テセオスさんは、どこか遠くを見やっている。
「とんでもない物を開発された印象は受けますが、まずは食材の話ですな」
そこからは、実際に葱坊主の実から米を取り出し、精米魔道具にかけて、炊くまでを実演した。
ご飯の炊ける匂いに、さっき食べた白米だと、ギルド長とテセオスさんがうなずき合っている。

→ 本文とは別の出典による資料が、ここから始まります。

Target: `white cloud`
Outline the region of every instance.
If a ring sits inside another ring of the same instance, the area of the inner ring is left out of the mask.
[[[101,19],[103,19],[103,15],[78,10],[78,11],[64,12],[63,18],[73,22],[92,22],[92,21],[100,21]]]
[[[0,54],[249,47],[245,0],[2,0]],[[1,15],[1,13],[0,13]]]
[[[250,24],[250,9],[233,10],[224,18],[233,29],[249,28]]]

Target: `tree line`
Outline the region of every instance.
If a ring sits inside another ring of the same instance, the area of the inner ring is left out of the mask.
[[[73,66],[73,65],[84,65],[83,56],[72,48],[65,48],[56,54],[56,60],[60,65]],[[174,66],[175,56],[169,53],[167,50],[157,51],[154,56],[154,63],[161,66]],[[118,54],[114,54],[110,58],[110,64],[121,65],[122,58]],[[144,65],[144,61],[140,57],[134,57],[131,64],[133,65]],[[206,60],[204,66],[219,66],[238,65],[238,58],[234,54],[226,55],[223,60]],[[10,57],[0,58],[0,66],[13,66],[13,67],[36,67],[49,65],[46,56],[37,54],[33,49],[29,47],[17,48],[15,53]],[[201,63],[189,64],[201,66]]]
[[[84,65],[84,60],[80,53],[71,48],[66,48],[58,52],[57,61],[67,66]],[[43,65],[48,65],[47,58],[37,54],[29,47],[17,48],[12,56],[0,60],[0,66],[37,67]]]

「なるほど。ヌカという物を取り除く工程、水に浸す工程。炊くときの注意。それらの共有をすれば、あれがきちんと食料になるのですね」
「確かにあの地域にとっては、画期的な話になりますな」
「今はそこらに生えている状態だが、今後はあれらをどう管理していくか、植えて育てることも必要になる」
「情報だけが広がっては乱獲されます。まずはあちらの商業ギルド長と、綿密な相談が必要かと」
現時点でよろしくない食料事情がある地域。
情報だけが先走っては、とんでもない混乱も起きかねない。
そんな相談が、なされている。
私はそれらを見て、シエルさんとマリアさんに相談を持ちかけた。
私の話に、二人も賛成してくれた。
「食糧事情の改善という難しいお話だもの。その点はシンプルにしないとね」
「ああ。この魔道具も、原理さえわかれば難しいものではない」
「じゃあ、ご飯のレシピは三人の共同名義で公開レシピ。レシピ使用料は放棄で」
そう。レシピ使用料の放棄。
誰もがこれを食料として活用出来るように。
そしてシンプルに丸投げしやすいように。
ただでさえ、食糧事情の改善をどう進めるか、難しい問題もありそうだ。
なのでそこに利権は絡ませない。
シンプルに、食糧事情の改善だけに邁進してもらえばいい。
「ただ、このお米は定期的に、私たちも手に入るようにして頂きたいのですが」
ギルド長は笑って、あちらの地域のギルド長にも、その点は必ず約束してもらうと、請け合ってくれた。
「感謝いたします。ミナ様、マリア様、シエル様」
そうして白米の話は、商業ギルド長へ丸投げさせて頂いた。
私たちはただ、定期的にお米が手に入るなら、それでいい。
そこからはお味噌と海苔の素材について、レシピ登録を進めた。
お味噌は調味料とは認識されず、濃い味の食料として活用が難しかったそうだ。
こちらの世界の調味料は、塩の実や、スパイスの葉っぱなどが主だ。
あの癖のあるペースト状のものが調味料とは、不思議な感覚みたいだ。
海苔もまたクセのある風味だ。
しかも私の知る岩海苔と違って、アロエみたいな葉の中に海苔があった。
知っていなければ、どう食べていいのか、わからなかっただろう。
これについてはご飯が普及したら、海苔の佃煮もいいかも知れない。